Je réfléchis quelque temps sur cette objection, et j’en trouvai la conclusion très-raisonnable. Il s’agissait donc d’imaginer promptement quelque stratagème, aussi bien pour les faire tomber par surprise dans quelque piége, que pour les empêcher de faire une descente sur nous et de nous exterminer. Il me vint incontinent à l’esprit qu’avant peu les gens du navire, voulant savoir ce qu’étaient devenus leurs camarades et la chaloupe, viendraient assurément à terre dans leur autre embarcation pour les chercher, et qu’ils se présenteraient peut-être armés et en force trop supérieure pour nous. Le capitaine trouva ceci très-plausible.

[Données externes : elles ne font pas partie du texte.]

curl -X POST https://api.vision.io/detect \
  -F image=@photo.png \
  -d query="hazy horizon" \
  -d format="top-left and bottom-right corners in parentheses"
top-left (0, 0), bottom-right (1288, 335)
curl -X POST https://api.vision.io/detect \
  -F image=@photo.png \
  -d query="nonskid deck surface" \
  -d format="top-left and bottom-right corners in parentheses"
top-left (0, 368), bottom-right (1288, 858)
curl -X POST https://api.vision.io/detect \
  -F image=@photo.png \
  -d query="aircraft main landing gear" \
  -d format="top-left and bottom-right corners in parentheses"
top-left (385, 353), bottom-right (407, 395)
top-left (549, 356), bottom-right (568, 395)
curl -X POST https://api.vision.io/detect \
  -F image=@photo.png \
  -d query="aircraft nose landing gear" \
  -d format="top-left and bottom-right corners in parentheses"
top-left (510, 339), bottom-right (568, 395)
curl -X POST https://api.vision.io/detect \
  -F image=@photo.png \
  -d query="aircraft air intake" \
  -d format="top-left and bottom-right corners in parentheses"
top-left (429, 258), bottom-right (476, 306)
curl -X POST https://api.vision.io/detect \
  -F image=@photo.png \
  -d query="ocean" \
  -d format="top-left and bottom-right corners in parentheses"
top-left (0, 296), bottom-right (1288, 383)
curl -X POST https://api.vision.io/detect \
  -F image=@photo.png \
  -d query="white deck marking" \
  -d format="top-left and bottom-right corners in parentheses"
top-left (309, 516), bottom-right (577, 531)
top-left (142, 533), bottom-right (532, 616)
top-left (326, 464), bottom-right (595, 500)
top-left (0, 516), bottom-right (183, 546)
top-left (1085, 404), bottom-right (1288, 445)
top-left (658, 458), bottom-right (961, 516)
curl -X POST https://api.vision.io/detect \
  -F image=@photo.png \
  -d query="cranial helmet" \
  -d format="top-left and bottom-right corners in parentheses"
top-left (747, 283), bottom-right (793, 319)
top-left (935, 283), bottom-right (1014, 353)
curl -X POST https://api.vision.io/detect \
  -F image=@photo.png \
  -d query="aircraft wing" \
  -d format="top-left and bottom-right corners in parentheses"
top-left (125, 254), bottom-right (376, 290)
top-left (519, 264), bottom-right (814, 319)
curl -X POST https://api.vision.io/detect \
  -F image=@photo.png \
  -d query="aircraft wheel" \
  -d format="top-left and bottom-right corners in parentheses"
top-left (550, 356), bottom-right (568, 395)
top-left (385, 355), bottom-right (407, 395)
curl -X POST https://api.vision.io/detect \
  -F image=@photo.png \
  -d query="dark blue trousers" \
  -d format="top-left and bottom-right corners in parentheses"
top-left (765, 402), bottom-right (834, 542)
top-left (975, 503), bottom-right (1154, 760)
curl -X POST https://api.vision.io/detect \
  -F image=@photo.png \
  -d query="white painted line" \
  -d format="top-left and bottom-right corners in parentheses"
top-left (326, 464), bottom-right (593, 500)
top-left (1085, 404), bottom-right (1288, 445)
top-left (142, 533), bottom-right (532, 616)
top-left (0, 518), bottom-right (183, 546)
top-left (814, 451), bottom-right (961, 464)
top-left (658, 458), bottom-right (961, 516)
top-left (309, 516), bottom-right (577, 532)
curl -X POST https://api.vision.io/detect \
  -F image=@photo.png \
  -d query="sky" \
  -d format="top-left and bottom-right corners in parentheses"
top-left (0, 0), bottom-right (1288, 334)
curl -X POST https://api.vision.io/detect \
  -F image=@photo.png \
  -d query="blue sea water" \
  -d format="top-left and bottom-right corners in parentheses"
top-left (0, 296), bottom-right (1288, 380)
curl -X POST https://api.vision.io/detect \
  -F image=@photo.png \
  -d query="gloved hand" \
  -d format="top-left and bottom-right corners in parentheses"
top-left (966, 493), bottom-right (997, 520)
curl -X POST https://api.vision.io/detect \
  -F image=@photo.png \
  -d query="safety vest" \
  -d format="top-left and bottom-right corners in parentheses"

Là-dessus je lui dis : — « La première chose que nous avons à faire est de nous assurer de la chaloupe qui gît sur la grève, de telle sorte qu’ils ne puissent la remmener ; d’emporter tout ce qu’elle contient, et de la désemparer, si bien qu’elle soit hors d’état de voguer. » En conséquence nous allâmes à la barque ; nous prîmes les armes qui étaient restées à bord, et aussi tout ce que nous y trouvâmes, c’est-à-dire une bouteille d’eau de vie et une autre de rum, quelques biscuits, une corne à poudre et un grandissime morceau de sucre dans une pièce de canevas : il y en avait bien cinq ou six livres. Tout ceci fut le bien-venu pour moi, surtout l’eau-de-vie et le sucre, dont je n’avais pas goûté depuis tant d’années.